The corporate spending company thus is bringing on generations of current and future accelerator batch startups from around the world as part of this deal. And while it may increase the number of users, Dubugras admits that it’s a customer acquisition play with the hope of potential upside.

“If you look at Brex’s cost of acquisition to get a startup; if they fail at Series A, we lose money” when looking at how much revenue is generated for us versus how much it cost to acquire the customer,” Dubugras explained. “If [the startup gets to] Series B or Series D, we make a lot of money.”

The move rings differently considering Brex’s April announcement that it was leaning more into the enterprise segment, and less into small businesses or non-professionally funded startups.

Sure enough, Dubugras did say that Brex is picky about who it works with. “It only makes sense because some of the startups do graduate and become larger companies…we don’t partner with any accelerator because if they don’t have a track record of delivering good companies, maybe it’s a nonprofit relationship.”

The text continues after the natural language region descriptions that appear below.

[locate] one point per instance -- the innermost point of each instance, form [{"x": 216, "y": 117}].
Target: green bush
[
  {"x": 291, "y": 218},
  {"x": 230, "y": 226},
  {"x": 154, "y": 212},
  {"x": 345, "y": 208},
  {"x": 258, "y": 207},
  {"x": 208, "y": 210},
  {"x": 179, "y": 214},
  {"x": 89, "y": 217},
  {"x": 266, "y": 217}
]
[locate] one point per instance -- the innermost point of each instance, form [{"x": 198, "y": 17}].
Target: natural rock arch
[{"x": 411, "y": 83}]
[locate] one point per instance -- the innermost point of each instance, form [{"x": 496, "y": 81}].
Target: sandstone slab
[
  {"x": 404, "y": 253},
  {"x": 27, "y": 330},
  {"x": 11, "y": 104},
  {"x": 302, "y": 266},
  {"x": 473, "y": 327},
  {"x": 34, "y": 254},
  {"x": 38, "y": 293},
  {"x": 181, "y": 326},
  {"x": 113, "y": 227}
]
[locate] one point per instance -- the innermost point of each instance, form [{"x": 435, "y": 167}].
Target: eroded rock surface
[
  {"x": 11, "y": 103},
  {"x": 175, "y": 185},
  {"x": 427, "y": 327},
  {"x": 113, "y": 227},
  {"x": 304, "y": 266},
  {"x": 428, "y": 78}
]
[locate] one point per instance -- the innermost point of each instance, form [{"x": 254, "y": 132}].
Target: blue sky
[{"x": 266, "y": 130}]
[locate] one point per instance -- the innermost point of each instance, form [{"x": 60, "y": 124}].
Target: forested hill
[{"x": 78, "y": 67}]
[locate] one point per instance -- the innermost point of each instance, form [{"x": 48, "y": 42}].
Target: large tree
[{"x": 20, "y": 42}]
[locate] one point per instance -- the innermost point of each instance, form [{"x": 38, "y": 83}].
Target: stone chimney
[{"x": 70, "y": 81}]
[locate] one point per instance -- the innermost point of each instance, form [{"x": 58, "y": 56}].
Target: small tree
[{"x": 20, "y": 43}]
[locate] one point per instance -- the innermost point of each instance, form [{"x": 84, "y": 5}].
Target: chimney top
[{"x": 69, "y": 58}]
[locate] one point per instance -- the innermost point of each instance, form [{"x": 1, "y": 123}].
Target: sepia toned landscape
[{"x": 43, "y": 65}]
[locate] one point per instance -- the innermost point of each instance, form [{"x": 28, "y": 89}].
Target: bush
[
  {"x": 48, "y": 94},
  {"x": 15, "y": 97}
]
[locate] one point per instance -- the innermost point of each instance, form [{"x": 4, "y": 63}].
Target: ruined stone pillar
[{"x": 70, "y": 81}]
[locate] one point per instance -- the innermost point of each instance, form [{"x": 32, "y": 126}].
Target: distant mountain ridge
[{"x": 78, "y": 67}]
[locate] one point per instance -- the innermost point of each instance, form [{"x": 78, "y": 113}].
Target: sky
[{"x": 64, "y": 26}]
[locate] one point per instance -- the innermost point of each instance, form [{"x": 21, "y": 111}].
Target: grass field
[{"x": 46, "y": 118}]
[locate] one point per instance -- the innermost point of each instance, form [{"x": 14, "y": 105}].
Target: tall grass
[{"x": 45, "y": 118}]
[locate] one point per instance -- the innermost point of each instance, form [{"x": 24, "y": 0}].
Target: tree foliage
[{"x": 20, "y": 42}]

While it’s a bit of a long game play, partnerships also help Brex get an upper edge on competition, which includes the richly-funded and formidable Ramp, as well as a number of newer players in the corporate credit card space like Stripe and Rippling. After all, fintech companies are always looking for stickier ways to stay on a customer’s radar. So far, 80% of Y Combinator companies use Brex; we’ll see if the same adoption rings true for Techstars.